Wyszyński dokładnie wpisuje się w ich wizję, dlatego ich radość jest w pełni uzasadniona, i wcale nas nie dziwi. Dziwić może jedynie nie zrozumienie tego faktu przez prawdziwych patriotów, narodowców, nacjonalistów, monarchistów, tradycjonalistów i konserwatystów, którzy nie znają lub nie chcą znać tych faktów, lub próbują je wypierać ze świadomości, albo zasłaniać i usprawiedliwiać "wyższą koniecznością". Mają cały czas w głowie ten wizerunek "Prymasa-Interrexa", "antykomunisty", podczas gdy Wyszyński, gdyby żył, nie był by zapewne zadowolony z tych określeń, i zganił by ich za to, podobnie jak Polonię w NRF za modlitwę o o "wolną Polskę" i "Polskę, która byłaby Polską" a nie komunistyczną tyranią pod rosyjskim protektoratem. Był on bowiem ideowym socjalistą, popierającym socjalistyczny ustrój państwa, w tym tzw. reformę rolną, czyli zwyczajną, obrzydliwą grabież majątku narodowego, przede wszystkim majątku Kościoła, ale także szlachty i włościan, brutalnie wywłaszczonych i wyrzuconych z swych odwiecznych siedzib rodowych, doprowadzenia do ruiny dorobku wieków, niszczenia prawdziwego ducha polskości, której ostoją był zawsze szlachecki dworek. W PRL prześladowano i mordowano ludzi za Wiarę katolicką, za patriotyzm, za walkę o wolność i suwerenność, sączono równocześnie demoralizującą, liberalną propagandę. Wyszyńskiemu to wszystko nie przeszkadzało, wręcz przeciwnie. Sprzeciwiał się jedynie systemowej ateizacji. Dlatego też możemy mieć pewność, że w przypadku Wyszyńskiego nie była to jedynie realistyczna, zdroworozsądkowa polityka, jaką prowadził np. jego poprzednik na stolicy prymasowskiej, August kard. Hlond, czy xiążę arcybiskup krakowski Adam Stefan kard. Sapiecha, ale że Wyszyński rzeczywiście przyjmował i popierał system bezbożnego socjalizmu, potępiony nieomylnie przez Kościół, przez Papieży w wielu oficjalnych i ostatecznych dokumentach (jest on wymieniony i potępiony m.in. w Syllabusie Błędów i wielu Encyklikach Papieży Leona XIII, Piusa XI i Piusa XII). Przykładów można by mnożyć, weźmy więc kilka z brzegu: 

Myśli Stefana Wyszyńskiego – PRL'owskiego "realisty" i "patrioty" :

“Tę czerwoną krew braci naszych podnosimy dziś do Ojca wszelkiej krwi, aby chciał ja przyjąć i okazał Ojcowskie Serce nad Narodem udręczonym (…) Kościół od początku modlił się za Powstańców, bez różnicy światopoglądowej i orientacji politycznych. Przecież wszyscy wylewali krew czerwoną: i ci z Armii Krajowej, i ci z Batalionów Chłopskich i ci z Armii Ludowej.”
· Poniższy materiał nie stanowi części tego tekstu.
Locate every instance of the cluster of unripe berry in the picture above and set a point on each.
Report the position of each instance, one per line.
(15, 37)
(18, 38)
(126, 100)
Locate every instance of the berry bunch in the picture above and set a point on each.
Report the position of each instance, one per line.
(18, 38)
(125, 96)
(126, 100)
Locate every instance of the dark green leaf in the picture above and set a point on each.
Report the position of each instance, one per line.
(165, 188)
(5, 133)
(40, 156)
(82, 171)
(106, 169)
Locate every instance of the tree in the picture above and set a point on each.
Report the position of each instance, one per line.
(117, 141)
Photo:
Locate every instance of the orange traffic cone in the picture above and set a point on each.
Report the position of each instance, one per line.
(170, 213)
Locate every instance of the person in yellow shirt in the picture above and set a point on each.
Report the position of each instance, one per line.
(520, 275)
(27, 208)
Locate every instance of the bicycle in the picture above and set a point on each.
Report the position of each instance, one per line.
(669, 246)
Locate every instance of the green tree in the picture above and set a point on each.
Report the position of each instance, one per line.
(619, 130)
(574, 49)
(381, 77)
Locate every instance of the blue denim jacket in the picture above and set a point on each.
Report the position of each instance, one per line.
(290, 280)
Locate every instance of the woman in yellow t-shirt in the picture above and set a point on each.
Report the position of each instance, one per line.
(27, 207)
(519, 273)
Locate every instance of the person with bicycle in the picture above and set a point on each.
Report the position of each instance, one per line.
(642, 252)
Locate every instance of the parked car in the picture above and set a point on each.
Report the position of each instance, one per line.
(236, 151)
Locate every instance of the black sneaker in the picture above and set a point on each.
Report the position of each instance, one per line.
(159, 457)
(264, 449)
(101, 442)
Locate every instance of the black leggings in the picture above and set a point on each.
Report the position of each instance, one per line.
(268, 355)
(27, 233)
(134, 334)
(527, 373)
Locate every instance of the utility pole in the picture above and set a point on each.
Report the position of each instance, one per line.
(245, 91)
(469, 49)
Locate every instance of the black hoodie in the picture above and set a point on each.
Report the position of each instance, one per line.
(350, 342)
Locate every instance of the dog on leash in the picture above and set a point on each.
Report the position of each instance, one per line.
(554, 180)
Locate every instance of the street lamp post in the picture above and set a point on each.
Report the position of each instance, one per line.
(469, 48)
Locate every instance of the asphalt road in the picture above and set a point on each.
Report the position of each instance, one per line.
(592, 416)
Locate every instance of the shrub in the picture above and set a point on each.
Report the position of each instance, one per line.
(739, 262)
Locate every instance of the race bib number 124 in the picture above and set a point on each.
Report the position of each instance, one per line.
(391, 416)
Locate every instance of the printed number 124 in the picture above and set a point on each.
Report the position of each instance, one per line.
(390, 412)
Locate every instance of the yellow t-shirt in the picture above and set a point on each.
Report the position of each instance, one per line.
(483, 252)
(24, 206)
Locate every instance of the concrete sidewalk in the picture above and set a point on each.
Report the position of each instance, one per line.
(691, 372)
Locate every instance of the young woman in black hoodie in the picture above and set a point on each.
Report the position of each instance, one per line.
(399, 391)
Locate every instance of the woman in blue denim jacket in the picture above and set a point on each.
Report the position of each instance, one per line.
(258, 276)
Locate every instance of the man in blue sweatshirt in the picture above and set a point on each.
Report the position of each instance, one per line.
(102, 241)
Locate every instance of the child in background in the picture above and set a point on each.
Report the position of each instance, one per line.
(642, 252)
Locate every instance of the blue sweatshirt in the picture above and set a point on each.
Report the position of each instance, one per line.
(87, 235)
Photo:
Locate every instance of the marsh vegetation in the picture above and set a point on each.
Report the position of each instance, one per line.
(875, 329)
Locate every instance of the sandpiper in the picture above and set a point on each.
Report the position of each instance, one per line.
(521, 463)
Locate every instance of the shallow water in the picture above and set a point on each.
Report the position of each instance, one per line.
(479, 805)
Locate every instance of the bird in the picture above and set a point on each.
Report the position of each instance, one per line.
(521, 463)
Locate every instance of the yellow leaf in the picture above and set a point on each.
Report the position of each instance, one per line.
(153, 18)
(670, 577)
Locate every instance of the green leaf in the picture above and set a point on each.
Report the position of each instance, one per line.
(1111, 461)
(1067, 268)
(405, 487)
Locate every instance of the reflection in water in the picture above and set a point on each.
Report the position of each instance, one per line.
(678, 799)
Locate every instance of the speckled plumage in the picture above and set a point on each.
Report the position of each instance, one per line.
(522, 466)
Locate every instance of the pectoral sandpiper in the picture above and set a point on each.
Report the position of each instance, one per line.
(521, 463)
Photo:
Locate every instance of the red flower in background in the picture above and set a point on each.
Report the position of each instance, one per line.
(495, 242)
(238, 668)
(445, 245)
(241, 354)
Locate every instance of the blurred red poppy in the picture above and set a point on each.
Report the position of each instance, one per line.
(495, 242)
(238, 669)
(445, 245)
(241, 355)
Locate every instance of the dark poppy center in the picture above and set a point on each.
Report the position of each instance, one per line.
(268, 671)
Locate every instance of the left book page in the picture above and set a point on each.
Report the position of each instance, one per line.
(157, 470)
Zapiski Więzienne, Paryż 1982.

O majątkach kościelnych …

Nie domagamy się zwrotu majątków kościelnychich strata stanowi dobrodziejstwo. Księża przestają być latyfundystami, są bliżej ludu” [sic! - główny postulat modernistów i komunistów]

Rozmowa z Januszem Zabłockim “Znak”, 1965.

Podczas mszy dla Polonii w RFN (1978 r.), gdy jej uczestnicy zaśpiewali „Boże coś Polskę” ze słowami – „Ojczyznę wolną racz nam wrócić Panie” [czyli tak jak należy śpiewać do dziś], Wyszyński powiedział zebranym: 

Niewłaściwie śpiewacie tę pieśń. Zalecamy w naszych kościołach śpiewanie w  oryginalnej  treści:  Ojczyznę wolną pobłogosław Panie”. Sens tłumaczył tak – „Choć nie wszystko nam się w tej Ojczyźnie podoba, ale jest to nasza Ojczyzna” (...)

Marzec 1981, rozmowa z "generałem" Jaruzelskim w Aninie.

„Nie mam powodu do adorowania partii. Ale w tym ustroju, w tym bloku jest ona realnością, po prostu musi istnieć.  Aby  tak  było,  partia musi być na poziomie, musi być zdrowa,  silna.  Inaczej  zniknie, a blok da nam inną. Gierek w tej sprawie nic nie zrobił. A przecież można było uniknąć wielu zapalnych punktów. Można było uniknąć  niezadowolenia  społecznego (...) 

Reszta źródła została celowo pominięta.